Monitoring is focused on notification based on predefined questions. Whether that’s through Dashboards people watch, or push-based alerts to notification systems like SMS or purpose-built platforms like PagerDuty. Observability, on the other hand, is focused on understanding the inner system state with a goal of debugging and affecting change in the system, either through presenting correlated information or explorative data analysis.
Both of these concepts can—and mostly do—use the same data. We can use logs, metrics and traces for either monitoring or observability, but just “having” the data, or generating it, gives you neither of them.
Most of the legacy tooling focuses on dumping all the existing signal data into a platform in three separate silos (pillars), with a hope that you can build alerts and then hopefully navigate to get answers to questions later.
When we talk about observability 2.0 or ‘modern’ observability, we’re talking about focusing on making data context-rich before it goes into your backend, then deriving monitoring and observability from that rich data inside the tooling. That’s why there are observability 2.0 tools, in my opinion: these are tools that focus on giving you access to that rich data at every point for the purposes of debugging when something has happened.

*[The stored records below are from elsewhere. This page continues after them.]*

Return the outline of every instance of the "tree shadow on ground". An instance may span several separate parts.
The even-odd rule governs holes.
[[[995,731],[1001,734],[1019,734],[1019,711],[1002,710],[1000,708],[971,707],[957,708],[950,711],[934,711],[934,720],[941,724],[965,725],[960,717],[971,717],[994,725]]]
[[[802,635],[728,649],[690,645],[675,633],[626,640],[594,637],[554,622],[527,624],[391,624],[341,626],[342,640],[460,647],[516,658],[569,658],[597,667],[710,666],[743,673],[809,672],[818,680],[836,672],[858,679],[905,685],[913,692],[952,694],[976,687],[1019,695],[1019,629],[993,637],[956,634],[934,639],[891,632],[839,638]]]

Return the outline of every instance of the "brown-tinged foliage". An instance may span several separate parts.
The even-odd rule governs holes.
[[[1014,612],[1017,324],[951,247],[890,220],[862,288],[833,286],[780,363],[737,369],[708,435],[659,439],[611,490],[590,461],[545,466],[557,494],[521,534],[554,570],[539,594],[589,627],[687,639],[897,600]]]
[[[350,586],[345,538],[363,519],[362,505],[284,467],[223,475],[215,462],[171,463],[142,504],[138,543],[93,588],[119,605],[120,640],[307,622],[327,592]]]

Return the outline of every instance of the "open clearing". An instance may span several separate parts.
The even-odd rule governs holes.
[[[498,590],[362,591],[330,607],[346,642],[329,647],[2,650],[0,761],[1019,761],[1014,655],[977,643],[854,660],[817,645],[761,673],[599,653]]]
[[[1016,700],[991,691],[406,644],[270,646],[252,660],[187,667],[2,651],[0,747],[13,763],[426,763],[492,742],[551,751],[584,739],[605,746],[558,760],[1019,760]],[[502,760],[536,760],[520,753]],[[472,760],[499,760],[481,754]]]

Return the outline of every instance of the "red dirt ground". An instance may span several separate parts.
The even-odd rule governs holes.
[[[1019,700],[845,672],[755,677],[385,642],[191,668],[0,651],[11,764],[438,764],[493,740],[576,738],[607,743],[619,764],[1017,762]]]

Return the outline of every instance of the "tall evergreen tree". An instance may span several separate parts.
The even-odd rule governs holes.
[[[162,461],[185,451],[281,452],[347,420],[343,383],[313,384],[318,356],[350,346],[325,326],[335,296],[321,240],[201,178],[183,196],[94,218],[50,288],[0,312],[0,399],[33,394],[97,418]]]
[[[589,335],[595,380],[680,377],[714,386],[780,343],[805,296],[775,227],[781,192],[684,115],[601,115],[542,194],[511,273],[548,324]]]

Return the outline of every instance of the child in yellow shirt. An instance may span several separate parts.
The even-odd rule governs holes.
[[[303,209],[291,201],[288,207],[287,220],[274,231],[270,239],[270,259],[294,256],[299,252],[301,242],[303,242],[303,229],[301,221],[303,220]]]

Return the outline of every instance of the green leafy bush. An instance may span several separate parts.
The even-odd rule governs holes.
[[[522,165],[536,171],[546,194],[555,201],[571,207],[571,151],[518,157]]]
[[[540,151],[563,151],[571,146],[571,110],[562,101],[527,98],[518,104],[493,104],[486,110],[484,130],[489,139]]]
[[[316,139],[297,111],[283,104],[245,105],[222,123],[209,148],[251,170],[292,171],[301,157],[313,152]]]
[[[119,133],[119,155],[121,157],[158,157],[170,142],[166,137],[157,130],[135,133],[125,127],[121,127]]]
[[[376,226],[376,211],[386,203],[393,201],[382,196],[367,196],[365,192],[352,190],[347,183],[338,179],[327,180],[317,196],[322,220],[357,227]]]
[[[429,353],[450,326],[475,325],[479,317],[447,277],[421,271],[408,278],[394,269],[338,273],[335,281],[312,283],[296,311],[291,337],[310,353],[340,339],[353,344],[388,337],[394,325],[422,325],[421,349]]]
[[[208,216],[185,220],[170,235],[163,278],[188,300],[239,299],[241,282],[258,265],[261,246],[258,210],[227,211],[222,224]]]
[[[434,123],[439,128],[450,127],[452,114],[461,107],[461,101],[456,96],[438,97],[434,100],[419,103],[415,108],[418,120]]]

I see a ton of takes on observability 2.0 being about AI or auto-instrumentation or even eBPF, but those are still really in the monitoring space. I’m all for monitoring 2.0 being about using AI to analyze data to generate alerts based on common, industry-wide, patterns. I’m 100% behind using automatic instrumentation to gather common data to enable advanced monitoring flows. My issue is that those aren’t “debugging and understanding” use cases.
We need both observability and monitoring: we need to be notified about what’s happening when it isn’t doing what we expect. We don’t pay SREs to watch TV, we pay them to help us keep systems reliable. They know what characteristics of the system should trigger to put them into investigation mode. We need rich data to be able to dig in and ask new questions.
The trick that makes observability 2.0 seem almost like magic is that it uses a single source of truth, not a single pane of glass. It uses the same data source when querying the same information. If that’s metrics (which it generally is for infrastructure) that’s great, just use that. If that’s structured logs/spans (which it generally is for application information), just use that—don’t do it twice and then jump to another signal when you want to go deeper. We correlate those sources of truth to provide a bigger picture. That’s where OpenTelemetry comes in, with its methods of providing context to each type of signal data.
It’s all about how we use the data. Remember that. Everything else is implementation details.